Beterin beteri var...

Güncelleme Tarihi:

Beterin beteri var...
Oluşturulma Tarihi: Kasım 17, 2005 17:033dk okuma

Senin derdin dert midir, benim derdin yanında
Hiç kimsede gördün mü, böyle dert hayatında
Otur şöyle yanıma, dinle bak dertlerimi
Anlatınca ağlama, deşme benim derdimi

Beterin beteri var, haline şükret dostum
Yıllardır mutluluğun her gün peşinden koştum...
Daha bir çok derdimi ben sana anlatmadım
Genç yaşta saçlarımı boşuna ağartmadım

Dım dım dımı dım, dım dımı dım...

Tanrım bile unutmuş dertlerime dur demez
Bir insanın üstüne bu kadar dert yüklenmez
Kaderim beni böyle meyhanelere attı
Günahım neydi bilmem beni böyle yırattı

Beterin beteri var, haline şükret dostum
Yıllardır mutluluğun her gün peşinden koştum...
Daha bir çok derdimi ben sana anlatmadım
Genç yaşta saçlarımı boşuna ağartmadım
Genç yaşta saçlarımı boşuna ağartmadım
Genç yaşta saçlarımı boşuna ağartmadım...

*

Esengül, Orhan Gencebay’dan da bildiğimiz bu şarkıyı:

Senin derrrrdin dert midir, benim derdin yanında
Hiç kimsede gördün mü, böyle derrrrt hayatında ...

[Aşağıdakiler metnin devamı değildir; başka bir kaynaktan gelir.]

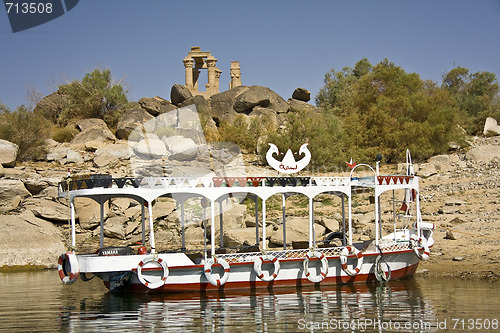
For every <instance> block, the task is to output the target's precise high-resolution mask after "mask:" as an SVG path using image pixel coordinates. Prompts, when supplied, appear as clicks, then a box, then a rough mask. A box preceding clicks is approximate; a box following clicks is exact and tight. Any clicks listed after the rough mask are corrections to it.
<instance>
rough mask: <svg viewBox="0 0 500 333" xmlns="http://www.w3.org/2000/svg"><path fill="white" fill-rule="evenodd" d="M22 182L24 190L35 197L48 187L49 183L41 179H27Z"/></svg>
mask: <svg viewBox="0 0 500 333" xmlns="http://www.w3.org/2000/svg"><path fill="white" fill-rule="evenodd" d="M23 182H24V186H25V187H26V189H27V190H28V191H30V193H31V194H33V195H36V194H38V193H40V192H42V191H43V190H45V189H46V188H47V187H49V181H48V180H47V179H42V178H27V179H25V180H24V181H23Z"/></svg>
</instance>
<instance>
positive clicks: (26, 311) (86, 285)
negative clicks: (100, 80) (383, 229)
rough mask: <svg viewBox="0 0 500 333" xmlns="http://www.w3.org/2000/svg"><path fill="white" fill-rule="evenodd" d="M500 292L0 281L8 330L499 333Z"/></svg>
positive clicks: (433, 280) (37, 273)
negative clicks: (123, 285) (224, 287)
mask: <svg viewBox="0 0 500 333" xmlns="http://www.w3.org/2000/svg"><path fill="white" fill-rule="evenodd" d="M499 286H500V284H499V283H498V282H495V283H493V282H488V281H467V280H460V279H433V278H415V279H411V280H405V281H392V282H390V283H389V284H387V285H386V286H378V285H376V284H373V285H364V284H361V285H350V286H348V285H344V286H337V287H327V288H323V287H322V288H314V287H312V288H302V289H285V290H280V289H276V290H274V291H272V292H264V293H252V294H246V295H244V294H241V295H235V294H226V295H225V294H223V293H211V294H206V295H200V294H195V295H191V294H188V295H186V294H184V295H166V296H165V295H163V296H162V295H121V294H110V293H108V292H107V290H106V289H105V288H104V286H103V285H102V282H101V281H100V280H98V279H97V278H95V279H93V280H91V281H89V282H83V281H81V279H79V280H78V281H77V282H76V283H75V284H73V285H70V286H65V285H62V283H61V281H60V279H59V276H58V274H57V272H56V271H40V272H30V273H0V292H1V295H2V297H1V301H0V331H2V332H245V333H250V332H500V328H499V326H500V323H499V320H500V288H499Z"/></svg>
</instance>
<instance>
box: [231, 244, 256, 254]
mask: <svg viewBox="0 0 500 333" xmlns="http://www.w3.org/2000/svg"><path fill="white" fill-rule="evenodd" d="M250 252H260V248H259V246H258V245H257V244H255V245H250V246H244V247H242V248H241V249H239V250H238V251H236V253H250Z"/></svg>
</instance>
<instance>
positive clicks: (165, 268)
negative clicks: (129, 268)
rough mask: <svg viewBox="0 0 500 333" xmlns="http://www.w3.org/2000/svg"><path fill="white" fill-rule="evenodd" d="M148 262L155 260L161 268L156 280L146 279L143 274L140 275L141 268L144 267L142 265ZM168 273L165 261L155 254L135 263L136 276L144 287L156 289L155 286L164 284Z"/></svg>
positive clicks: (141, 270)
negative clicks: (152, 281)
mask: <svg viewBox="0 0 500 333" xmlns="http://www.w3.org/2000/svg"><path fill="white" fill-rule="evenodd" d="M149 262H156V263H158V264H159V265H160V267H161V268H162V277H161V279H160V280H159V281H157V282H150V281H147V280H146V279H145V278H144V276H143V275H142V268H143V267H144V265H146V264H147V263H149ZM168 273H169V270H168V266H167V264H166V263H165V261H163V259H162V258H158V257H156V256H149V257H146V258H144V259H143V260H142V261H141V262H139V264H138V265H137V277H138V278H139V281H141V282H142V284H143V285H145V286H146V287H148V288H149V289H156V288H159V287H161V286H163V285H164V284H165V282H166V281H167V277H168Z"/></svg>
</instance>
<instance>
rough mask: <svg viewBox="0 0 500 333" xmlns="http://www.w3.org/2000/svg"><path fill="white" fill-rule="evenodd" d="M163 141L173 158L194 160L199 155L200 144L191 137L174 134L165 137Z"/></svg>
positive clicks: (181, 159)
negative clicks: (187, 137) (180, 135)
mask: <svg viewBox="0 0 500 333" xmlns="http://www.w3.org/2000/svg"><path fill="white" fill-rule="evenodd" d="M162 141H163V142H164V143H165V145H166V146H167V148H168V150H169V151H170V156H169V159H171V160H176V161H192V160H194V159H195V158H196V156H197V155H198V145H197V144H196V143H195V142H194V141H193V140H192V139H190V138H186V137H183V136H180V135H174V136H170V137H164V138H163V139H162Z"/></svg>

diye r’leri çatlatarak ve a, e gibi sesli harfleri kısa keserek söylüyor.

‘Arabeks’ üslubuyla yani...

Esengül, hatırlayanlar çıkacaktır, 1970’lerin meşhur arabeskçilerindendi. CD’nin yanındaki basın bülteninden okudum, 1979’da trafik kazasında öldüğünde, sadece 24 yaşındaymış.

*

Atilla, “Yazılarını okuyorum” diyordu geçenlerde telefonda.

- Aman oku, zaten üç beş dostum okuyor, başka kimsenin yüzümüze baktığı yok!
- Bana bak, ara sıra şu bizim eski günleri yazıyordun ne güzel. Yine yazsana...

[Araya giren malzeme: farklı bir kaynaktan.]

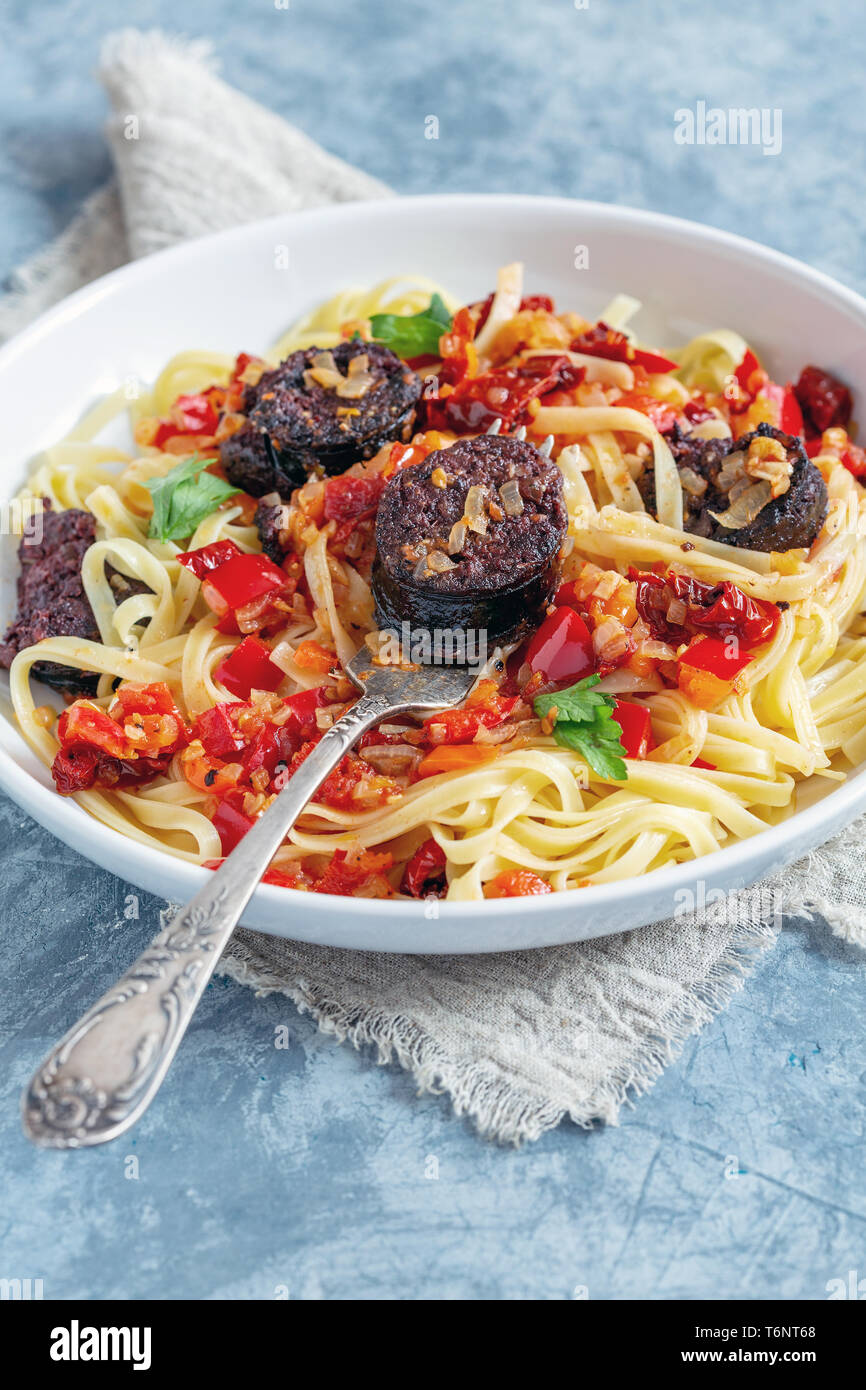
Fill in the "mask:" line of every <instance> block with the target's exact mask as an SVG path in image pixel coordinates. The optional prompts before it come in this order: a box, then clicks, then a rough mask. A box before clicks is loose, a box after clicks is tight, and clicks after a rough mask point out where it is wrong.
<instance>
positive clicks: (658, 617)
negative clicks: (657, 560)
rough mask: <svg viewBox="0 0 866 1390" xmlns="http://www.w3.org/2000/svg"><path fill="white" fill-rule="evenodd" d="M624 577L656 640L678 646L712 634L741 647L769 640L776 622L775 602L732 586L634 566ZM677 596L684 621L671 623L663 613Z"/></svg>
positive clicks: (774, 626)
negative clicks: (685, 636)
mask: <svg viewBox="0 0 866 1390" xmlns="http://www.w3.org/2000/svg"><path fill="white" fill-rule="evenodd" d="M628 578H630V580H632V581H634V585H635V606H637V610H638V613H639V614H641V619H642V620H644V621H645V623H646V626H648V627H649V628H651V631H652V632H653V635H655V637H657V638H660V641H663V642H671V644H673V645H674V646H676V645H678V644H680V642H681V641H683V638H684V637H685V635H694V634H695V632H712V634H714V635H716V637H728V635H734V637H737V638H738V639H740V642H741V644H742V646H759V645H760V644H763V642H769V641H770V638H771V637H773V634H774V631H776V628H777V627H778V621H780V612H778V607H777V605H776V603H770V602H769V600H766V599H753V598H751V596H749V595H748V594H745V592H744V589H741V588H738V587H737V585H735V584H731V582H730V581H728V580H726V581H724V584H716V585H712V584H703V582H702V581H701V580H694V578H692V577H691V575H688V574H678V573H676V571H674V570H669V571H667V574H666V575H664V577H662V575H660V574H652V573H651V571H639V570H635V569H634V567H632V569H631V570H630V571H628ZM674 598H677V599H681V600H683V603H685V617H684V619H683V623H676V624H674V623H670V621H669V619H667V610H669V607H670V603H671V600H673V599H674Z"/></svg>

Atilla (Özer) benim neredeyse 40 yıllık arkadaşım. 8 sene birlikte okuduk, sonra da, gönlümüzün istediği kadar görüşemesek de, hiç kopmadık.

Bu konuşmanın üzerine, sabah masamda Esengül’ün ‘Beterin Beteri Var - Taht Kurmuşsun Kalbimde’ adlı albümünü görünce ve açıp da ilk parçayı dinleyince... nostaljim depresti yine.

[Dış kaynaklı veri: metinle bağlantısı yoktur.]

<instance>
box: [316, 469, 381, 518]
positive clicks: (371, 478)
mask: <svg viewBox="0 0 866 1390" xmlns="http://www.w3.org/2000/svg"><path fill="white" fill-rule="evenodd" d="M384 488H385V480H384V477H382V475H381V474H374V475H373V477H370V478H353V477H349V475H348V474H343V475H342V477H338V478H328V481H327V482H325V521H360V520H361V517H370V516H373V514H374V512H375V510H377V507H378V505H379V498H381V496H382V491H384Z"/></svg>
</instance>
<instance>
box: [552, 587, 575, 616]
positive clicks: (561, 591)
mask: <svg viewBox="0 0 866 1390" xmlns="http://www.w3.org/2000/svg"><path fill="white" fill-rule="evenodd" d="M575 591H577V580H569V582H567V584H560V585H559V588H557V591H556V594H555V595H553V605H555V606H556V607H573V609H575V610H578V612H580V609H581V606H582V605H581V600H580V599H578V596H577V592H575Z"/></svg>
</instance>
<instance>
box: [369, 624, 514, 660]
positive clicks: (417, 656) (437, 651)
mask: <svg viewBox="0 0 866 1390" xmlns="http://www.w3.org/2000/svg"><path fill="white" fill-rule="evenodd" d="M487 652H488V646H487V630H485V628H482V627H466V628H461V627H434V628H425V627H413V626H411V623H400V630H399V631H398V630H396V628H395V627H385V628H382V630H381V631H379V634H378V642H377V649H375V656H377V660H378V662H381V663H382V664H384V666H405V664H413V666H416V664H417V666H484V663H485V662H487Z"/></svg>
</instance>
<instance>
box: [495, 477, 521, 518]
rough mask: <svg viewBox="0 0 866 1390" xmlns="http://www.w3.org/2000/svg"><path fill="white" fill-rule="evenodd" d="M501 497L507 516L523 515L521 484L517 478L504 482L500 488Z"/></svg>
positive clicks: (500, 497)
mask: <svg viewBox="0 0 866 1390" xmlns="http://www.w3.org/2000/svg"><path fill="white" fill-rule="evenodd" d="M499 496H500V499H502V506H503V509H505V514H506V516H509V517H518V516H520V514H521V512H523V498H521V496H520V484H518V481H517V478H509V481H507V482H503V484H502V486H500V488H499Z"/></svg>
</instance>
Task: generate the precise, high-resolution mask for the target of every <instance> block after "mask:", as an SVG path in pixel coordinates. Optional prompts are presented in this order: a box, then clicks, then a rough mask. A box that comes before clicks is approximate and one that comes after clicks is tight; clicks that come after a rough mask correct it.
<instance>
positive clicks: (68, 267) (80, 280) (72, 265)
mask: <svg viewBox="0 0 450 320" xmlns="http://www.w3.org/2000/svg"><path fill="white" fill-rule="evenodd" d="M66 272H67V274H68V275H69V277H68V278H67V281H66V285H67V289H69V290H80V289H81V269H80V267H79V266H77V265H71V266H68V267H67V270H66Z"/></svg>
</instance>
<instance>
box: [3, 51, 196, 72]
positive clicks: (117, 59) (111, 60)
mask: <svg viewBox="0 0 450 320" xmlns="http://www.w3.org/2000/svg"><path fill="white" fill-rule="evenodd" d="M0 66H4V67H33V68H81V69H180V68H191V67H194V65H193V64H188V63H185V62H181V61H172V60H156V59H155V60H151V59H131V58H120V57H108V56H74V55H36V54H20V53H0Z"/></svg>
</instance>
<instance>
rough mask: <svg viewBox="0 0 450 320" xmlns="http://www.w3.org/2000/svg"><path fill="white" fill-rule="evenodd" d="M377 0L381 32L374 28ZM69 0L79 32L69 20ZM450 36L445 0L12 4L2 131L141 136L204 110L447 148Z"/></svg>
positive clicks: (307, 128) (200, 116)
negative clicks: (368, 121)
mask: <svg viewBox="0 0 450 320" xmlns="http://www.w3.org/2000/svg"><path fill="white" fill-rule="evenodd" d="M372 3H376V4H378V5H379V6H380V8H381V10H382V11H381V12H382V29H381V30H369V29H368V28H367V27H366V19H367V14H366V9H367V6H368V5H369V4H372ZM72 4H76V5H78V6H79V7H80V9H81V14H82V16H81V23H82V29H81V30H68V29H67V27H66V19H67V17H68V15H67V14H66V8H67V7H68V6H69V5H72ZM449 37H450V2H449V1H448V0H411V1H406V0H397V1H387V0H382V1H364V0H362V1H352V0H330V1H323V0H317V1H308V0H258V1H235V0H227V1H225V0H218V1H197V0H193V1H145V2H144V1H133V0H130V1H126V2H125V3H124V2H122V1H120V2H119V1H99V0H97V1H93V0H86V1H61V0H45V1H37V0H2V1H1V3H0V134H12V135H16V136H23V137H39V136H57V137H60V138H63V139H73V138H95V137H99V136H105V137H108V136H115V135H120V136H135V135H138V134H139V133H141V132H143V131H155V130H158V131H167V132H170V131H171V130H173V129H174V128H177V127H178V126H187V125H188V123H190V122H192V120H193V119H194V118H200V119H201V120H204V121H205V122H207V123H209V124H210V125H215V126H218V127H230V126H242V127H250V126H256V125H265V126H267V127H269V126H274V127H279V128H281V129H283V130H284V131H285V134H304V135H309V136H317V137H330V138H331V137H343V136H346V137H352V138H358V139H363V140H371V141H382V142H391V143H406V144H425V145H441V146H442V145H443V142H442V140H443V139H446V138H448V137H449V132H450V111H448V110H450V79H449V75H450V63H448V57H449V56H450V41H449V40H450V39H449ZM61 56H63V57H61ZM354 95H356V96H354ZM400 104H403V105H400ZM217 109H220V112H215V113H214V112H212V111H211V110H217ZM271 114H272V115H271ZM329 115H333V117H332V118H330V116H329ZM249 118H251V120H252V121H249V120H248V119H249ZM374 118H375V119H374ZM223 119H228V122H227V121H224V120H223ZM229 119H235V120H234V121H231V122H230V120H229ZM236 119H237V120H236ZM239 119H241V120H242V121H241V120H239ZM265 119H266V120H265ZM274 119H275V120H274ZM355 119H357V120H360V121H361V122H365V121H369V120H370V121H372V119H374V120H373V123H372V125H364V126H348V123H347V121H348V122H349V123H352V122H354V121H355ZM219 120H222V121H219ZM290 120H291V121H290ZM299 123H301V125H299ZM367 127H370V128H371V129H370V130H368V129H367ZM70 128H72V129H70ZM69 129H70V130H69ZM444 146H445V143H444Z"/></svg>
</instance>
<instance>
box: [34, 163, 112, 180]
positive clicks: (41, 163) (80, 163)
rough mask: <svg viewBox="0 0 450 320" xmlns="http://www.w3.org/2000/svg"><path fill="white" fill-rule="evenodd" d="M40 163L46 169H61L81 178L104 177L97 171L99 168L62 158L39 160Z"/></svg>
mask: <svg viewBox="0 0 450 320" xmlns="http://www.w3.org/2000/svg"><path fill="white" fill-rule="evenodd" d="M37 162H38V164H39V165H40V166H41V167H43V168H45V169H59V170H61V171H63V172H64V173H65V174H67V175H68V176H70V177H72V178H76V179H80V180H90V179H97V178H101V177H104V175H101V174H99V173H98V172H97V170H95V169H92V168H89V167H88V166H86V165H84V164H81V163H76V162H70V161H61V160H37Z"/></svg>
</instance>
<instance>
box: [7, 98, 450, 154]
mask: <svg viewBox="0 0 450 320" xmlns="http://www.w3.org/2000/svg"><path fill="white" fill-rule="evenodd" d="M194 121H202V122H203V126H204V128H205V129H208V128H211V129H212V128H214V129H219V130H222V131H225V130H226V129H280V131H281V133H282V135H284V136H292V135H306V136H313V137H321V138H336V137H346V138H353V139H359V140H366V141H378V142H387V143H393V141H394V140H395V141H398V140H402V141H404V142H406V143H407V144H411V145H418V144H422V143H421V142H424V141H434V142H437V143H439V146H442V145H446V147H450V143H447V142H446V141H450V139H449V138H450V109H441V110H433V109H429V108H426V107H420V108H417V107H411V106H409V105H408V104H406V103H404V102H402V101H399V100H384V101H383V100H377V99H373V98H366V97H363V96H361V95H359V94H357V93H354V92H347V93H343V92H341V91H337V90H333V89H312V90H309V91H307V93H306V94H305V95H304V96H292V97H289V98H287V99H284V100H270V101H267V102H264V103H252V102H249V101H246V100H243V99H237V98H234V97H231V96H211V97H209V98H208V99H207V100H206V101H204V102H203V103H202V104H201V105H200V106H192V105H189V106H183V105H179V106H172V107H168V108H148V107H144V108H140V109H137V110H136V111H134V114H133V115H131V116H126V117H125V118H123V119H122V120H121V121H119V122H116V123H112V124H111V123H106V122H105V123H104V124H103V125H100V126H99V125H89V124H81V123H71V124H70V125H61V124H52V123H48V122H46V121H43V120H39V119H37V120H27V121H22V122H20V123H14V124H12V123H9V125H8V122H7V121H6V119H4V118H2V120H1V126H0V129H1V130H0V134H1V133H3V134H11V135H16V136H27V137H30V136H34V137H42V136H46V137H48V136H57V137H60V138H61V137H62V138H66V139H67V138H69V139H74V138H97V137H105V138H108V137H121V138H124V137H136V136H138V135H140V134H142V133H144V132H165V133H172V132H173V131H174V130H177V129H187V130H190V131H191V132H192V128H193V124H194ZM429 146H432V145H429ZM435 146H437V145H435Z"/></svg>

1970’li seneler, bizim (şimdi geriye dörerek yorumluyorum da) belki de ana babamızın damarına basmak için arabesk dinlediğimiz günlerdi. Büyükleri illet etmenin bir yolu da, şaka yollu, Erbakancı takılmaktı. Tabii ki yemezlerdi, ama şakasına bile kızarlardı.

Ama bu arada biz (bir yandan BMW ile, Nova ile gezer, kış tatilinde Uludağ’da kayar, yazın Ölüdeniz’e kaçar, öğlenleri ya Bonjour’da ya Divan Puib’da buluşurken, bir yandan da ‘arabesk’ takılır yani) sivri burunlu çizme ve deri ceket giyer, minibüsle gezer, Kemal’le maça devre arasında girer, öğlenleri Çiçekçi Pasajı’nda midye tavayla arjantin bira içerdik. Hacı’nın, sonra Franko’nun kahvesinde, derken Barbaros’ta ‘yarım çay’ ile Bafra içer, harıl harıl okey çevirir, ‘‘herşey masadan’ kanlı pişti çekerdik. Kışın Melihler’in Celaliye’deki yazlığına kaçar, yolda Osman’la Migros’u soyar (!), yarım kilo Tekel tütünü alıp, tömbekiyi bizzat sarardık. İmam’ı da P.Serdar’ın evinde Nevzat’ın başına sasardık ya... o başka mevzu! Girmeyelim, anlatamadıklarıma sayın!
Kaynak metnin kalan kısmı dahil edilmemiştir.